For all his smiley humility, house wife-delighting politeness and outward displays of eagerness to please, Will Young is clearly no pushover. As 'Friday's Child''s lounging sways and perilously understated melodies prove, he may have won 'Pop Idol' - created lest we forget, by two of the most overbearing pop svengalis of living memory, Simon Cowell (Westlife, The Tweenies) and Simon Fuller (Spice Girls, S Club 7), but he has no intention of submitting to his preordained role of disposable teen pin-up. At least not while Gareth Gates is still around to play the part for him.
Although technically his second album, 'Friday's Child' is the start of Young's career proper.

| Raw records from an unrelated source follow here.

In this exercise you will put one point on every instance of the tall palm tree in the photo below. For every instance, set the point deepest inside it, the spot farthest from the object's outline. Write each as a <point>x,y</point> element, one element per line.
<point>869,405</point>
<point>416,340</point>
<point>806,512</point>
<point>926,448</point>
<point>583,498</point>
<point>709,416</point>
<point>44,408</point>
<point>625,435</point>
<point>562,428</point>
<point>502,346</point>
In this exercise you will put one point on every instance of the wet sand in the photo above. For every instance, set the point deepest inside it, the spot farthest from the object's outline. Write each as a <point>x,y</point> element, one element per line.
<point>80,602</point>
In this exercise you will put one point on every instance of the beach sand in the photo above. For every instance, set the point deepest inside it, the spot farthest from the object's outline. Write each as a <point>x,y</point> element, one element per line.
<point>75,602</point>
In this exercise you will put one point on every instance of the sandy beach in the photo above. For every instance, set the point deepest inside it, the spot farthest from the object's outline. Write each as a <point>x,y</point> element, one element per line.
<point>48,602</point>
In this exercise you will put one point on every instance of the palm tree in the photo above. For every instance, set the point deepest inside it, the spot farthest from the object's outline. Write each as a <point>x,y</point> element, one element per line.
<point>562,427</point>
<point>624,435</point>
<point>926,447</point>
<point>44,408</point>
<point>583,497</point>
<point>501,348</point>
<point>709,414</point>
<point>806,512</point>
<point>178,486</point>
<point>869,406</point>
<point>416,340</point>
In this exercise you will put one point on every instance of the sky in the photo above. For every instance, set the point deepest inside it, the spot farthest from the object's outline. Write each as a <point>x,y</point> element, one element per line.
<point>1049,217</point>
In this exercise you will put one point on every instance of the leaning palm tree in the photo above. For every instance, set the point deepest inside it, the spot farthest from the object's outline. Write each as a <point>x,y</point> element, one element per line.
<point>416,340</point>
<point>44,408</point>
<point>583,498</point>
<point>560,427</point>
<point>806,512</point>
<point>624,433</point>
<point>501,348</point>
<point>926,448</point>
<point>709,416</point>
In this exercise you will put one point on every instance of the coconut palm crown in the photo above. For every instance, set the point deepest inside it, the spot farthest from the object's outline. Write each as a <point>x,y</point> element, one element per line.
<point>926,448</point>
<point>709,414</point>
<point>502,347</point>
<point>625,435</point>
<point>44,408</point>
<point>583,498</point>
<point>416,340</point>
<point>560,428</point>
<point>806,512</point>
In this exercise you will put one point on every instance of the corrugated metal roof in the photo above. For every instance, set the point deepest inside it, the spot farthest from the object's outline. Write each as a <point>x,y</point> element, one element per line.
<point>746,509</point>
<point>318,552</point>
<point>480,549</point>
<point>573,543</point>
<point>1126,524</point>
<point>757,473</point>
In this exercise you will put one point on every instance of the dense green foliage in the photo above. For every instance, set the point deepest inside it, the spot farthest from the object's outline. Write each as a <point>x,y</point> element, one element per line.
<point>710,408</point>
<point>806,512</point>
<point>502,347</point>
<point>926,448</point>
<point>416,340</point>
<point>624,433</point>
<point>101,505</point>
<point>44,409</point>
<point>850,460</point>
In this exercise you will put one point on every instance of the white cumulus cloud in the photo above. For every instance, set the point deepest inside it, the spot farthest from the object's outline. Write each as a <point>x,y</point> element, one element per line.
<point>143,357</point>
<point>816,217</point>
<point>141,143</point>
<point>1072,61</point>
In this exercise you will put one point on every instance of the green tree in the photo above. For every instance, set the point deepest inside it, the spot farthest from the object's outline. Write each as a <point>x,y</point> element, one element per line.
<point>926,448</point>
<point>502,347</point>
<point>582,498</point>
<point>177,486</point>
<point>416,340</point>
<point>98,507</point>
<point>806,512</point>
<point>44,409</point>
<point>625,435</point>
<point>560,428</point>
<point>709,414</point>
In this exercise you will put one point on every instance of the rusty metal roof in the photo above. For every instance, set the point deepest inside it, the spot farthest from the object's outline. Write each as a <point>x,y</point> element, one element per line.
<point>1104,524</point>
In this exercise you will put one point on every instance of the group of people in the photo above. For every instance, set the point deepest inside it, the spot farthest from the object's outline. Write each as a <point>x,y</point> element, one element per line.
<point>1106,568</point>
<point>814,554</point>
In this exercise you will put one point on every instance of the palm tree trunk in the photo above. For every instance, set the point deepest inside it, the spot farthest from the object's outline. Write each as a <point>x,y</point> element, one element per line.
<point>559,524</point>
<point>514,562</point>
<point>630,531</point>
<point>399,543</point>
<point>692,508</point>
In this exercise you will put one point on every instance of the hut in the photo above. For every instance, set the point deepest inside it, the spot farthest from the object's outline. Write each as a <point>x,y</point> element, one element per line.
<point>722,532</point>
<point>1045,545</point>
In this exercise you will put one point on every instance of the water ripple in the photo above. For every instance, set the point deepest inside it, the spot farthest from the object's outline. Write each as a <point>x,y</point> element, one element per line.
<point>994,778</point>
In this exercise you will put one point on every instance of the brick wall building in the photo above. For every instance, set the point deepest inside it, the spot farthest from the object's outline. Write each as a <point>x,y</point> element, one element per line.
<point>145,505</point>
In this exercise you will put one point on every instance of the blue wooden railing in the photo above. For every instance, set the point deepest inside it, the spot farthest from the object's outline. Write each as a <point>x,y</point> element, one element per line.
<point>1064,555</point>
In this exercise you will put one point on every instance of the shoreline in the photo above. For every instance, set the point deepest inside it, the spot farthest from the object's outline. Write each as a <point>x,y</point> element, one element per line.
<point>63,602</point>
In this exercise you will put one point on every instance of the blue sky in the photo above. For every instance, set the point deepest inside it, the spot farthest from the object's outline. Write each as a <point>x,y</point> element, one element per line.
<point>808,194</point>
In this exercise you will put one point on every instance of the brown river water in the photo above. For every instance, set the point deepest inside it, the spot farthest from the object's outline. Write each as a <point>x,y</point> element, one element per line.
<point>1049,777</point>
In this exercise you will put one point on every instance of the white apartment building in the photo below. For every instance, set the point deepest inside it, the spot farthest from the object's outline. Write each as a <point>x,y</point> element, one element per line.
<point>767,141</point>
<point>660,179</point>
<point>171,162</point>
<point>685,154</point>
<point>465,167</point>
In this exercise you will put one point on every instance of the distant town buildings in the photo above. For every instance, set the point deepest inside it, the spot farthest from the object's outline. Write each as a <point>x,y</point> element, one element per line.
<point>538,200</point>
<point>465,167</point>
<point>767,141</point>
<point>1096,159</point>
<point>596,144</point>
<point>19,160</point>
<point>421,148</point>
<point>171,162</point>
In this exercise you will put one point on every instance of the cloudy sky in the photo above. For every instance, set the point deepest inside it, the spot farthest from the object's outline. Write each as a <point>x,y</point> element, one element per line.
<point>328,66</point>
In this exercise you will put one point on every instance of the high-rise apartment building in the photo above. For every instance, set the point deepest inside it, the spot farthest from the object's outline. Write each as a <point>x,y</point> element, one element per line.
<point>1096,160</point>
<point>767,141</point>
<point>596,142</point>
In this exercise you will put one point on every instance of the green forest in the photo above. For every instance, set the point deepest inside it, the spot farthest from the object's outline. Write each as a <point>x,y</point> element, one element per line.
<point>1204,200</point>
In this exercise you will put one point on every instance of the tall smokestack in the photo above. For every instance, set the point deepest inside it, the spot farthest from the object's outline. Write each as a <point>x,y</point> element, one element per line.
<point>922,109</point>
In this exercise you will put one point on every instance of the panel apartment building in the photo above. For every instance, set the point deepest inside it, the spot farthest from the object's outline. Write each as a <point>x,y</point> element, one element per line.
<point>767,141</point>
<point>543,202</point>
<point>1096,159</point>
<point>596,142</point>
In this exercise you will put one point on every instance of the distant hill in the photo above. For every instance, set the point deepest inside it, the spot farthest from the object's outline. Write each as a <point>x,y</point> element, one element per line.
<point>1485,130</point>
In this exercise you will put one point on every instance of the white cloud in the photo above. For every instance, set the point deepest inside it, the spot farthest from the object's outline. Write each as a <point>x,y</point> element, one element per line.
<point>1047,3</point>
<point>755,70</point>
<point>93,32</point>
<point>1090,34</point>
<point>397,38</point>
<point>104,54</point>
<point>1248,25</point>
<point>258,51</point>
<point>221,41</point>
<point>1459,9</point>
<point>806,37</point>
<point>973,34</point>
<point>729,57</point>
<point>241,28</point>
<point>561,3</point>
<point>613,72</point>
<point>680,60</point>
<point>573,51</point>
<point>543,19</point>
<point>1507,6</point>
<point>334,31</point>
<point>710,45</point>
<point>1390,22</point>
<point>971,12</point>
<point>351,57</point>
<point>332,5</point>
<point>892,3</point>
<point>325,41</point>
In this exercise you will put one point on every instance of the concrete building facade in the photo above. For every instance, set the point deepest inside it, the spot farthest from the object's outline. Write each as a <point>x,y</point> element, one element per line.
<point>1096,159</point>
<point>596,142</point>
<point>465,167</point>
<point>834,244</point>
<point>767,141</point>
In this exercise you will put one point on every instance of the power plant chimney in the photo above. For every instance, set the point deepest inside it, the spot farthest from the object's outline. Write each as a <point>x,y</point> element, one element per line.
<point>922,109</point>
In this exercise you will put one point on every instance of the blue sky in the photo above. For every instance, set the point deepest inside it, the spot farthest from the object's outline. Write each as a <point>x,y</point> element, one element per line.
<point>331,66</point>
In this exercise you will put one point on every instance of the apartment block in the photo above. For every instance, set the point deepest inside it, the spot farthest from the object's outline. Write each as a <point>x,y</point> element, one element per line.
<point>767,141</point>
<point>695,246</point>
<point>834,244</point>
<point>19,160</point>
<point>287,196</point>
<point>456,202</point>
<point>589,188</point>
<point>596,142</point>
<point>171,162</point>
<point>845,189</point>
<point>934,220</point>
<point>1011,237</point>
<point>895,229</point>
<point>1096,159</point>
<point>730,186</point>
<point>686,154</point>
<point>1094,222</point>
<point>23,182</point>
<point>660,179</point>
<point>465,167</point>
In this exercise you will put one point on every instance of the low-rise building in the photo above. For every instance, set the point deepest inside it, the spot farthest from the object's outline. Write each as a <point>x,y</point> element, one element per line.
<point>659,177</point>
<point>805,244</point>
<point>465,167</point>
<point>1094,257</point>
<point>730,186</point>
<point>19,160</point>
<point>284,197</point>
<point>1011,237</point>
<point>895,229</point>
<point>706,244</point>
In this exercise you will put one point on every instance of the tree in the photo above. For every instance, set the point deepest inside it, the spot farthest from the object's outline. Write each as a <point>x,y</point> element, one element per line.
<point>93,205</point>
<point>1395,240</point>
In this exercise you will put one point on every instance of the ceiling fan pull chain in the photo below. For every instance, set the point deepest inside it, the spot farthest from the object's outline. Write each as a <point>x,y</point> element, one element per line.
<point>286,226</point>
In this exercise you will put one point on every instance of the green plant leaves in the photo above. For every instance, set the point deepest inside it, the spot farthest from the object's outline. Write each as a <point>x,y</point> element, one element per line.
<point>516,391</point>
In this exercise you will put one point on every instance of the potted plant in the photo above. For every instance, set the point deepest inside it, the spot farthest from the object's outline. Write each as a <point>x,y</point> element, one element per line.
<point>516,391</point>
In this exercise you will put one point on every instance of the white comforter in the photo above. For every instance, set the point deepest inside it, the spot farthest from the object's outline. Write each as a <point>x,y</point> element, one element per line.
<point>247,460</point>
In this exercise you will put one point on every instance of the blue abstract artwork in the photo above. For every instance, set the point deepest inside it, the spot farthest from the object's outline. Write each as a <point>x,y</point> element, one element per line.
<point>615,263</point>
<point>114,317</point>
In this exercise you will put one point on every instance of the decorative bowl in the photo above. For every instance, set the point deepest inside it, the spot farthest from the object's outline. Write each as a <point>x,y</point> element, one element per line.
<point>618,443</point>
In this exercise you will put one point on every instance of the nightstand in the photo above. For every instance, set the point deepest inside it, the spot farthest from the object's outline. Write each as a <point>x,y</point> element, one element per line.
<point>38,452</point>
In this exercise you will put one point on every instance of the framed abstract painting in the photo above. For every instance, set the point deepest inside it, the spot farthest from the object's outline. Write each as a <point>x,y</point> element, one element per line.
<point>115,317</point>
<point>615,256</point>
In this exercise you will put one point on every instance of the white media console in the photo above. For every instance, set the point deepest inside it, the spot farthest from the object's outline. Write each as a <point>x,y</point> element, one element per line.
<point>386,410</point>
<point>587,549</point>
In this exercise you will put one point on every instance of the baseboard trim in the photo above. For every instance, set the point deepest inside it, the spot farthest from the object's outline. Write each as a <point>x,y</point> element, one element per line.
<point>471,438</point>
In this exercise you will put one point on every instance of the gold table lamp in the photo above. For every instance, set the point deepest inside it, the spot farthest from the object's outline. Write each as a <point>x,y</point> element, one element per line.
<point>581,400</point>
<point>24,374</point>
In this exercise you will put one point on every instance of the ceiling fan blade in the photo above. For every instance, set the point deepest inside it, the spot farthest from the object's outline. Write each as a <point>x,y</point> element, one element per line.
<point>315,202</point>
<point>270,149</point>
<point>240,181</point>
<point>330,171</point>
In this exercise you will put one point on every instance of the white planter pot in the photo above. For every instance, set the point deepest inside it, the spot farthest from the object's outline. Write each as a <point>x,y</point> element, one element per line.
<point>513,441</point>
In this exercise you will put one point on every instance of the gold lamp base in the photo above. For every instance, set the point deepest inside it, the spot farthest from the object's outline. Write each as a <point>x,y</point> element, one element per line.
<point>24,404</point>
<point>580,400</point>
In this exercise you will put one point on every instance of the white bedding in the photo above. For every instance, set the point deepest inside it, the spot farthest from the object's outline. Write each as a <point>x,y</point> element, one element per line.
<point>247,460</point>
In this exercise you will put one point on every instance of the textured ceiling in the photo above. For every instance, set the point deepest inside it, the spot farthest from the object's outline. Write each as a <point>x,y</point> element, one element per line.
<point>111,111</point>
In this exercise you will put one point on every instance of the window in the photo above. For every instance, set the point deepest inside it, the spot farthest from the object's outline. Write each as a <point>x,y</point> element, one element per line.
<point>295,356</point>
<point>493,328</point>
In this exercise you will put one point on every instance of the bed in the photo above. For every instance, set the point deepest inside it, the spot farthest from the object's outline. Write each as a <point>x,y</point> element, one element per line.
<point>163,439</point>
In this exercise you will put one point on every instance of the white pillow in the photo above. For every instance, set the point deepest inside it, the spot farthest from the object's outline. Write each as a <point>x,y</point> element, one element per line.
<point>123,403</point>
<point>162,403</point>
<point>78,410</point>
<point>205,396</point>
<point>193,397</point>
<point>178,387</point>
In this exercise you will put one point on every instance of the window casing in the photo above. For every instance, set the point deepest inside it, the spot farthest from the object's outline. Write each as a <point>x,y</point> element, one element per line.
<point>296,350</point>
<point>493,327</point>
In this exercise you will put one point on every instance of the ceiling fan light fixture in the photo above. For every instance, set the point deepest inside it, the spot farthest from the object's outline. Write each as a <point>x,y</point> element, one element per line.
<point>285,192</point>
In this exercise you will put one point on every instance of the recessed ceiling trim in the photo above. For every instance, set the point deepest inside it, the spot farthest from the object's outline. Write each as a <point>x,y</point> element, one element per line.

With his debut, 'From Now On', he fulfilled his 'Pop Idol' obligations: made the best of dismally wet singles 'Evergreen' and 'Anything Is Possible', regurgitated everyone's favourite Will covers and cunningly slipped in a handful of co-written jazzy moments to assert that mindless pap really wasn't his cup of tea. Now, with a freehand and impassioned slurring, he stresses the point, putting as much distance between him and the vacuous world of reality TV as possible.
With little in the way of straight-up pop, let alone obvious singles, his choice of career path is undoubtedly a gamble. But it's one that shows admirable integrity and is, for the most part, amply repaid.
First single, and - encouragingly - Number One, 'Leave Right Now' is all tender guitar arpeggios, shimmering strings and trademark Young belting, and sets the tone for both the album and his future. Beautifully underplayed, yet wrought with believable emotion, it bags him as a Grade A crooner capable of selling the simplest of songs. And thankfully there's plenty more where that came from. The woozy 'Stronger', melancholic 'Very Kind' and the title track's swooning aquatic strings are all made for a world where seduction and sensuality count for more than sales figures and chart positions.
Admittedly Will comes unstuck when he tries to up the tempo. The cover of The Isley Brothers' 'Love The One You're With' and the disco dancing 'Out Of My Mind' are attempts at 'funky' which would have Curiosity Killed The Cat cringing. But with the moody Bill Withers sampling strut of 'Free' and 'Going My Way', a sumptuous old-soul smoulder, he succinctly dismisses any 'one trick pony' accusations.
Having racked up a staggering tally of Number Ones, it's a brave man who argues with Cowell and Fuller's processed pop formula. If he keeps making albums like this though, Will Young may yet have the last laugh.